Tuesday, January 14, 2025

Japanese things, ideas, or inventions that are not well-known outside of Japan

  1. Machines like rice cookers and vacuum cleaners have power cables that retract inside the machine itself. Extremely convenient.
  2. The Japanese are so honest that usually shops in traditional neighborhoods are unmanned. You have to ring a bell to call someone and pay.
  3. When I first arrived in Japan, this was true everywhere. I remember once, I visited a 500 thousand people city in Yamagata and I never found a single home with a lock on the door.
  4. Once my brother withdrew 600 dollars from an ATM, forgot them there, went back two hours later and the six 10000 yen bills were still there. This is normal.
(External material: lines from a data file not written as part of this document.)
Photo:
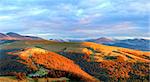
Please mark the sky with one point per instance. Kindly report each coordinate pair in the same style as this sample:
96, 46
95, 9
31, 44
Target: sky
76, 19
  5. Trains are so frequent that I never bother find out when the next one is.
  6. Free taxies have a red light, busy ones green.
  7. The language often does not distinguish blue and green, so for example youth is said to be the blue years, the name of the Tokyo neighborhood of Aoyama means blue mountains. Traffic lights are green but said to blue.
  8. on the other hand, the color pencils set for school children includes a color that we do not have. It is called shu 朱, The typical color of Shinto shrines.
  1. Saws cut not when you push,but when you pull. This simple difference has vast consequences. Since the blade is under tension, it can be thin without bending, unlike western tools. Hairline cuts are easy, little energy is required, cuts are more precise.
  2. Japanese can be written from right to left, from left to right, from up down, but not from down up.
  3. The direction you write depends on where you write. Newspaper articles are written vertically, from right to left. Signs on trucks often go from left to right.
  4. With computers and smartphones you write from left to right.
  5. In a Japanese house the entrance is a small room between two doors. Although physically inside, it is considered outside, not inside. Of the two doors, the one to the outside can be opened at will. The one towards the house is unlocked but inviolable. Nobody outside will open it. Because it is considered outside, the mail box used to be here.
  6. Gardens are considered part of the house and must be visible from inside, so that you can enjoy them all the time. That is why you have doors that face the garden, never windows.
  7. A Japanese garden may have no plants, like the famous zen garden at Ryōanji in Kyoto , but it will always have stones.
  8. One of the reasons is the fact that the stones stand for mountains, and mountains are closely tied to ancestor worship.
  9. Ancestors reside in a small altar most people have in their house. Every morning, my wife rings the bell to call her dead parents to their meal. She will leave crackers, sweets and/or some rice.
  10. When possible, cemeteries are always built at a certain height above the community. That way, ancestors can keep an eye on their children and protect them. The same thing is true in Korea. These are the tombs of the royal family, facing Seul.
  1. It was believed that, as time passes, they lose interest in this world and go up the mountain, until they jump in the sky and become stars. This is why stars influence our lives.